The results of this have almost been daunting on women and children. In 2015, all 20 nations with over 500 mothers dying for every 100,000 live births were from Africa. Additionally, almost half of all children under the age of 5 years dying globally are from Africa. The fact that over two-thirds of people living with HIV/AIDS are in Africa also provides a cause of concern as global evidence suggests these are the people most vulnerable to the virus.
It’s within this context that the relatively low number of cases are proving to be a mystery. Because of the fast changing covid-19 environment, it is worth explaining that any statistic mentioned in the proceeding sections will be, unless explicitly stated, referring to the situation as of 23 April 2020. As of that day, Africa was registering 1 new case per million people while Europe was registering, on average, 27 new cases per million people per day.

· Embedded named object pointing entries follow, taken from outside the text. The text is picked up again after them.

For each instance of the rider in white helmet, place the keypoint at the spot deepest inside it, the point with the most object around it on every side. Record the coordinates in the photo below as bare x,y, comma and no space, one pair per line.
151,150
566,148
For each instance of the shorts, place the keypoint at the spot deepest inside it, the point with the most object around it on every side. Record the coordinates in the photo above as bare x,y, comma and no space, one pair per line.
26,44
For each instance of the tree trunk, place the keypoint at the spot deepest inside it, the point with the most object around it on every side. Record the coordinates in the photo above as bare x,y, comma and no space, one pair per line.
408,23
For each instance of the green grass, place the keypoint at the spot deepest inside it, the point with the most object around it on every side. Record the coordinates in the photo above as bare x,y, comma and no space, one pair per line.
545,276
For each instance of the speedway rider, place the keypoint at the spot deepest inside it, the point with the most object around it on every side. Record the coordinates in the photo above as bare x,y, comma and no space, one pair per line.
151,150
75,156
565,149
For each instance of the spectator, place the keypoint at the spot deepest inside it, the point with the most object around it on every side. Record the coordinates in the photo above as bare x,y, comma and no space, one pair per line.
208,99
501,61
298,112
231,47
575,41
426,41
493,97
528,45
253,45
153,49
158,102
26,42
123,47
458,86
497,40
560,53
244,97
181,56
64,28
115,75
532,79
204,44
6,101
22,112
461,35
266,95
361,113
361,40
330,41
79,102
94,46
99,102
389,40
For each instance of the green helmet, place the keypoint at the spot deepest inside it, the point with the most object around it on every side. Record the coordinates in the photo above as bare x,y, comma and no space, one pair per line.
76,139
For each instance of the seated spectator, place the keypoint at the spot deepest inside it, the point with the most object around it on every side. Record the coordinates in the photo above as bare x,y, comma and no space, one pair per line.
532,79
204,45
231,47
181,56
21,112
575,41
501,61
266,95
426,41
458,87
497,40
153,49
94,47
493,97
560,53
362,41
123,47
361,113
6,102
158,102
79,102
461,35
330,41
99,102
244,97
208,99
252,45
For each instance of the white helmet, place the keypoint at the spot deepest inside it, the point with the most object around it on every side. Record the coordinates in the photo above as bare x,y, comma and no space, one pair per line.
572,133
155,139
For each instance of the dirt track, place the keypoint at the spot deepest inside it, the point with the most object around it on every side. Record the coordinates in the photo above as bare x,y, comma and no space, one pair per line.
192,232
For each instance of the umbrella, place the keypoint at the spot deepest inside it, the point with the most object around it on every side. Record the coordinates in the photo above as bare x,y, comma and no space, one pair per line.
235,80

One possible explanation for this is the low testing rates on the continent. The continent is testing six times less the number of people Europe is testing per thousand people. The argument therefore is that the low numbers are simply due to ‘undercounting’. It is an argument that has some merits but is frustratingly incomplete.
The UN health agency, the World Health Organisation (WHO) estimates that it can take up to 14 days between exposure to the virus and when its symptoms start showing. Cognizance has to be paid to the fact that a case was reported with a 27-day incubation period in Hubei province in China. The virus therefore has the proven capability to take 27 days to incubate.
As of the final week of April, the majority of African countries will have had over 30 days of confirmed cases. This is well over the 27 day longest recorded incubation period. Significantly, it argues that the low number of cases are not merely due to low testing rates. This is because, even with low testing rates there would be a bulging number of people showing symptoms. At this point, it is important not to concoct facts by making it clear that the number of confirmed cases has been steadily rising on the continent, albeit at a much more constrained rate than expected.
The response of African countries to the virus also offers propositions that might partially explain the relatively low numbers of confirmed cases. The World Health Organisation declared the virus a pandemic on 11 March 2020. The Oxford University covid-19 government response index, an index measuring the stringency with which governments have responded to the virus, contends that within two weeks, at least 12 countries had implemented stringent non-pharmaceutical interventions (NPIs) to slow the spread of the virus.
By 24 March, 52 countries on the continent had imposed movement restrictions and public health measures such as screening travelers at airports, conducting awareness campaigns and introducing isolation and quarantine policies. Similarly, at least 50 African countries had put in place social distancing measures such as limiting public gatherings and closing schools and 7 were in covid-19 induced lockdowns.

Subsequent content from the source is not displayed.